A couple of weeks passed, and I went to the hospital for the pathway appointment, still convinced it was a cyst, after all I hadn’t felt unwell.  I feel fortunate as I was told there and then that I had cancer – no waiting or second guessing. My response was, “Ok, what are we going to do?” Whilst surprised with the diagnosis, I did feel in control as I was there because of my actions – checking those breasts.

So, what did ‘we do?’ In a nutshell I had lumpectomy surgery, Lymph node removal (yes it had spread, and I now have the joys of lymphoedema to contend with), chemotherapy and radiotherapy over approximately eight months, with ten years of endocrine therapy to follow; a tablet a day.

It wasn’t an easy road to travel – there were highs and lows, I was determined cancer wasn’t going to define me. I got through it with the support of family, friends, colleagues, and faith. And I mustn’t forget my patient oncologists who had to endure endless questions at every appointment – if I don’t know or understand I will ask and take notes!

Prior and during treatment I undertook a lot of research to ensure that the treatment was suited to me and my genetics. From my perspective, it’s not a one size fits all and I am not a number! I even challenged the hospital regarding wigs for black women who had lost their hair due to cancer – yes, they covered the cost of the wig from the supplier I wanted.

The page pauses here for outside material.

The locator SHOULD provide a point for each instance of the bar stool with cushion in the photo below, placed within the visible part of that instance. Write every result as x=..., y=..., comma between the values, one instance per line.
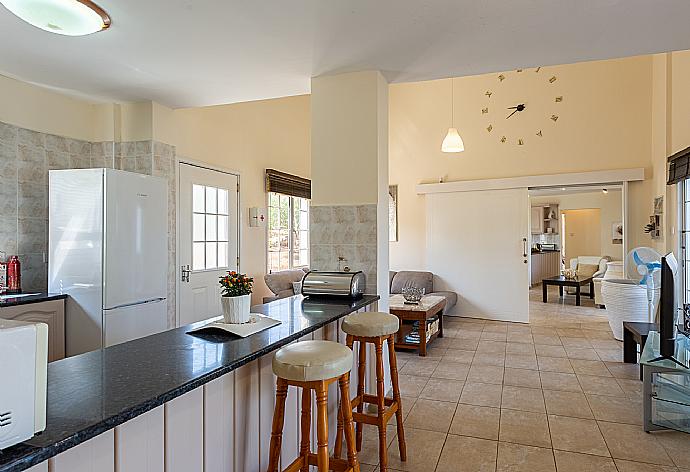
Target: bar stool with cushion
x=313, y=365
x=375, y=328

Surprisingly for me (a shy person), I joined a couple of groups, one of which I am still a member – Beyond Cancer. I am comfortable to talk about my cancer experiences with anyone (the compression sleeve I wear to manage my Lymphoedema is a great conversation opener). With a few colleagues who have also had breast cancer or were on their recovery journey, we established a peer support group. The group shares stories, raises funds, awareness and even compare scars.  Last year one of those colleagues lost her battle with cancer, proving the disease does not discriminate as she was just 30 years old.

Fear could have gripped me, but no that’s not for me – since being diagnosed I have taken up hiking and enjoy a good climb, completed couch to 5k a few times – more of a shuffle than a run, but I am doing it. I have lost three stone and I am currently learning to ski – not sure I will get past the beginner’s stage, but it’s fun.

My celebration this week will be at Bibi’s, where I celebrated being told I was ‘cancer free’ five years ago.

I encourage all colleagues to check their breasts or pecs and if something doesn’t feel right call your GP.”